With a potential price tag exceeding $50 million, the most expensive House race in U.S. history has become a proxy for the nation’s political divides, offering another early test for Trump and the GOP’s monopoly in Washington. And it gives Democrats a chance to prove they can flip at least 24 GOP-held seats and reclaim a House majority in the 2018 midterm elections.
“My values are being threatened,” Becker said, mentioning health care access, abortion rights and voting rights, “and now we have something we can do.”
Business owners Brian Sleeth and Dave McCleary are equally appalled, but for reasons that leave them backing Handel.
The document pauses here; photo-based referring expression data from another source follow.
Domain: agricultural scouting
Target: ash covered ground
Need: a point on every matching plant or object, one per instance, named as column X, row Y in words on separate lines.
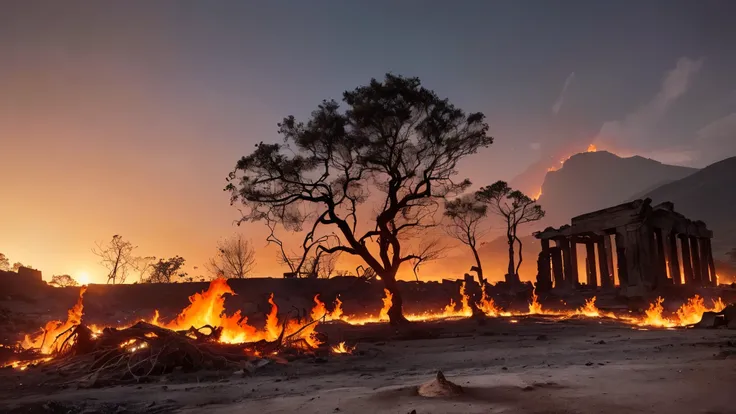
column 531, row 364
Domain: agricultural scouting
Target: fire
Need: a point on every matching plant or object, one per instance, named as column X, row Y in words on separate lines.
column 208, row 308
column 689, row 313
column 341, row 348
column 589, row 309
column 487, row 305
column 535, row 308
column 320, row 310
column 55, row 333
column 387, row 302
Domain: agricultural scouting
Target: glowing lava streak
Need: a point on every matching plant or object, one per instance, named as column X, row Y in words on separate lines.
column 56, row 332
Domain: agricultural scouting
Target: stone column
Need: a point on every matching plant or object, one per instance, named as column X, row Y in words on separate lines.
column 556, row 254
column 544, row 279
column 637, row 253
column 574, row 261
column 661, row 260
column 592, row 277
column 708, row 277
column 621, row 262
column 686, row 262
column 695, row 255
column 609, row 255
column 674, row 262
column 606, row 279
column 711, row 263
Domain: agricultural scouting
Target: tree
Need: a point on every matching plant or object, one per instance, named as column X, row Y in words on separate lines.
column 4, row 263
column 165, row 270
column 235, row 258
column 465, row 215
column 515, row 208
column 63, row 281
column 396, row 140
column 18, row 265
column 117, row 257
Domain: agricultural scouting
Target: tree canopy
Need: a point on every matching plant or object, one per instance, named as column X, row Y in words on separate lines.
column 516, row 208
column 397, row 144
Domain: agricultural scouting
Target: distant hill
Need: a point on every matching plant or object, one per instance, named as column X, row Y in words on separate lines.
column 592, row 181
column 708, row 195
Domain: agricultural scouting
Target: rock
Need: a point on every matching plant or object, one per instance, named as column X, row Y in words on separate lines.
column 440, row 387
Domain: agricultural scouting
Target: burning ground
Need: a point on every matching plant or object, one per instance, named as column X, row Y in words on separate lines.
column 504, row 358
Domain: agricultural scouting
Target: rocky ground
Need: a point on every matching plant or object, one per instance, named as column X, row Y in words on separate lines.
column 523, row 365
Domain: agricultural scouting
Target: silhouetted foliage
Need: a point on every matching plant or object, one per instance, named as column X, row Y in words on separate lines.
column 396, row 139
column 465, row 215
column 515, row 208
column 235, row 258
column 165, row 270
column 18, row 265
column 117, row 257
column 63, row 281
column 4, row 262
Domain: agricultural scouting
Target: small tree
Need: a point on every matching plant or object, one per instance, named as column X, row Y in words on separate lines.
column 165, row 270
column 235, row 258
column 515, row 208
column 63, row 281
column 4, row 263
column 465, row 215
column 117, row 257
column 396, row 138
column 18, row 265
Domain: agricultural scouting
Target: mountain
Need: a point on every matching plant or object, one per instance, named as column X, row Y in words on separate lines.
column 708, row 195
column 592, row 181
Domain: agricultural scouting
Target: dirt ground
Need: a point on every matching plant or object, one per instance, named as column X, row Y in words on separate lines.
column 524, row 365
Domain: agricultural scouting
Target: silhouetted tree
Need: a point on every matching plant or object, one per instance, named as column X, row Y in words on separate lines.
column 465, row 215
column 165, row 270
column 396, row 138
column 18, row 265
column 117, row 257
column 235, row 258
column 63, row 281
column 4, row 263
column 515, row 208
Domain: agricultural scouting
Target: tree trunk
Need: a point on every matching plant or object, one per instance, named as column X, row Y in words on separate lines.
column 396, row 312
column 512, row 268
column 479, row 268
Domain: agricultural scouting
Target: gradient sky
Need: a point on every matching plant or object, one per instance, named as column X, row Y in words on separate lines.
column 125, row 117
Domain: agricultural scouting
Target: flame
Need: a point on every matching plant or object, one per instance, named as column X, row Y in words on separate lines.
column 208, row 308
column 387, row 302
column 319, row 311
column 487, row 305
column 341, row 348
column 55, row 333
column 691, row 312
column 535, row 308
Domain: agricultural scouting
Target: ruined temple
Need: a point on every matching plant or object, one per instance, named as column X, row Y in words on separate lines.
column 635, row 245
“This is about who will support Donald Trump and his agenda,” says Sleeth, a 37-yearold landscaper from Johns Creek, Georgia. “Karen Handel says she will, and we look forward to holding her accountable.”
For McCleary, 58, it’s less about Trump. The Roswell, Georgia, resident sees Ossoff as a charlatan, campaigning as a moderate but certain to become a marionette of his national party.
“He’s a phony. I think he’s been coached up,” says McCleary, arguing Handel would cast reliably conservative votes.
Those are some of the rationales that could ultimately settle what both campaigns agree will be a close race, despite Republicans holding the seat since 1979 with representatives from Newt Gingrich, the eventual House speaker, to Price. The seat opened in February when Price resigned to become Trump’s health and human service secretary.
Ossoff, who led April’s first round but fell shy of outright victory, gamely insisted that “this is about the folks right here in Georgia.”
Handel, 55, said it’s about choosing her record as Georgia secretary of state and commission chairman of the state’s most populous county over the resume of a former congressional staffer and documentary filmmaker who’s never held public office.
“My opponent likes to talk about it,” she says. “I’ve done it.”
The most expensive House race in U.S. history has become a proxy for the nation’s political divides.